AToWC stipulates that, when using weapon maintenance rules, an appropriate maintenance kit is either practically or literally required to maintain any weapon. However, there only seems to be maintenance kits for energy, ballistic, and gauss weapons. This kind of leaves gyrojets, melee weapons, bows, and thrown weapons out in the cold. Am I missing something, and if not, what have been your go-to compromises?
I dunno how others would rule it, but a Gyrojet would be a slightly more expensive Ballistic weapons kit. (much like they were in real life).
For more exotic weapons, a certain amount of GM discretion needs to be used. A thrown weapon, for example, is by definition disposable, at most you'll have a vise or locking pliers and a whet-stone or something similar. Knife maintenance kits would be rather a fractional cost item unless the blades are made of something exotic, or they're vibroblades, in which case your electronics maintenance kit is your friend.
thing is, no RPG system in existence can cover EVERY eventuality a player can come up with, there's simply not enough room in any book that might actually be affordable to cover every eventuality even inside the game-system.

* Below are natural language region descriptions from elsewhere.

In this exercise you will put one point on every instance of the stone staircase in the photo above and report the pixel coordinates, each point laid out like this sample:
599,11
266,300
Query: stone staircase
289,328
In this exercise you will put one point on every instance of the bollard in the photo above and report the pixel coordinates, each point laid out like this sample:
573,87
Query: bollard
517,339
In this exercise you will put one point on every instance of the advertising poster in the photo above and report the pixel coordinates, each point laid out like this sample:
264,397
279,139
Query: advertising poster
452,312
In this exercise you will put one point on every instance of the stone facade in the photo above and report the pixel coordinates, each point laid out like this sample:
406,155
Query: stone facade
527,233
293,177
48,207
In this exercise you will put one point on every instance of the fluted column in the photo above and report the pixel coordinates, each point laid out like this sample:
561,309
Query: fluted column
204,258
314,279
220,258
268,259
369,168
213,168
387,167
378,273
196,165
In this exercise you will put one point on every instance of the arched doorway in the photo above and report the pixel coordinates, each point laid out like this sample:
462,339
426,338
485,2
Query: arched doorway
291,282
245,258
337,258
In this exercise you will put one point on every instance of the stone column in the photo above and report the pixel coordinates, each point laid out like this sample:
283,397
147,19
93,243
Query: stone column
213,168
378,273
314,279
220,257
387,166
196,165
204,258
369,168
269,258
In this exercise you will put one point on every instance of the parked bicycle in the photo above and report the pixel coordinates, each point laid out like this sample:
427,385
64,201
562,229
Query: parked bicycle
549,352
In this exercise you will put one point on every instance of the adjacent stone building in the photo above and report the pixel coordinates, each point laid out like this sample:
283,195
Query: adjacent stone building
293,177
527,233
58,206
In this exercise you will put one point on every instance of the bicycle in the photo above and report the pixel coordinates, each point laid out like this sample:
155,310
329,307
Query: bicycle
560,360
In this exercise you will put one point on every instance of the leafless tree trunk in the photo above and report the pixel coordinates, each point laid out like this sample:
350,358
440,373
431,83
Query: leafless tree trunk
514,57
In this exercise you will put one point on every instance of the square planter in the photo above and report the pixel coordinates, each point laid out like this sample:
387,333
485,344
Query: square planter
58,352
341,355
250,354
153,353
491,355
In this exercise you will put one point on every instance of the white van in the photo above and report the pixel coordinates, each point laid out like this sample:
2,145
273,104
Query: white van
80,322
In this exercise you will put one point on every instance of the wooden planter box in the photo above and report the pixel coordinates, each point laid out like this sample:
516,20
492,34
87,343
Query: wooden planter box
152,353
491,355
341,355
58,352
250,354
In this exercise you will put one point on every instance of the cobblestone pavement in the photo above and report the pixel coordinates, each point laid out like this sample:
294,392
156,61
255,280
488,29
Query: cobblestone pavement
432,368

hell, just to maintain the rifles, pistols and shotguns I presently own, my "cleaning kit" is made up of SEVERAL commecial kits, plus individual items purchased separately, and costs slightly less than the array of automotive tools I've accumulated from life, family members, and the odd garage sale. (When I moved into my current house, I had two big totes of the stuff for the cars, and a couple big plastic totes full of gun cleaning and low-end maintenance...and My collection's not that comprehensive-I still run into things I don't own and do need, and I've been at this with the gunssince the late teens and am just shy of fifty now...)

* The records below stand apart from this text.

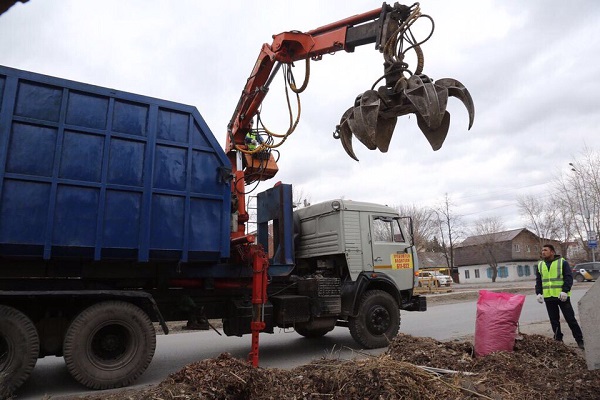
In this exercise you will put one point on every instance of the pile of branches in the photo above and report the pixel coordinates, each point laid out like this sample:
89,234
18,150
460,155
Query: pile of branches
412,368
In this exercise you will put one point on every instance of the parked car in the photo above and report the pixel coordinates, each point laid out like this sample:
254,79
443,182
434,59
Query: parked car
433,278
589,271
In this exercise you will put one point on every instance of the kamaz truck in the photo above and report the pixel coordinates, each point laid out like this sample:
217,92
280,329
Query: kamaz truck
118,211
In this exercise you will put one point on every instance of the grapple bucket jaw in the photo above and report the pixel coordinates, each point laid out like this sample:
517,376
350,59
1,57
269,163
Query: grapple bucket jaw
373,117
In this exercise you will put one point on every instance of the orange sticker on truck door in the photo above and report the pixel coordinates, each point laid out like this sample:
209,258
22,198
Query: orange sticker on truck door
402,261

Because RPG developers CAN NOT cover EVERY aspect, there are workarounds for Game-masters and players. I've got a character in a D&D game who's something called an "Artificer" and my GM has been making me 'work up' the character's methods and procedures, because even with all the printed materials in general, there are things I do with this character that fall outside in the gaps of what is published. (Katyana is currently working on refining potassium nitrate. He made me-the-player dig up obsolete reference books for basic organic chemistry, then work up how she's doing it, all so that I can have her 'Wand of Blasting!!!" function without being a true magical item.)
If you're the GM, engage your players in describing WHAT they think the kit should contain, and how much it should cost will kind of...work itself out?
If you're the player, a little book-work in the real world to find appropriate items and devices, you present your idea to your GM, with your reasoning, and most of the time, they'll tweak a little bit on it and let it roll if the book doesn't have a nice catalogue entry for it.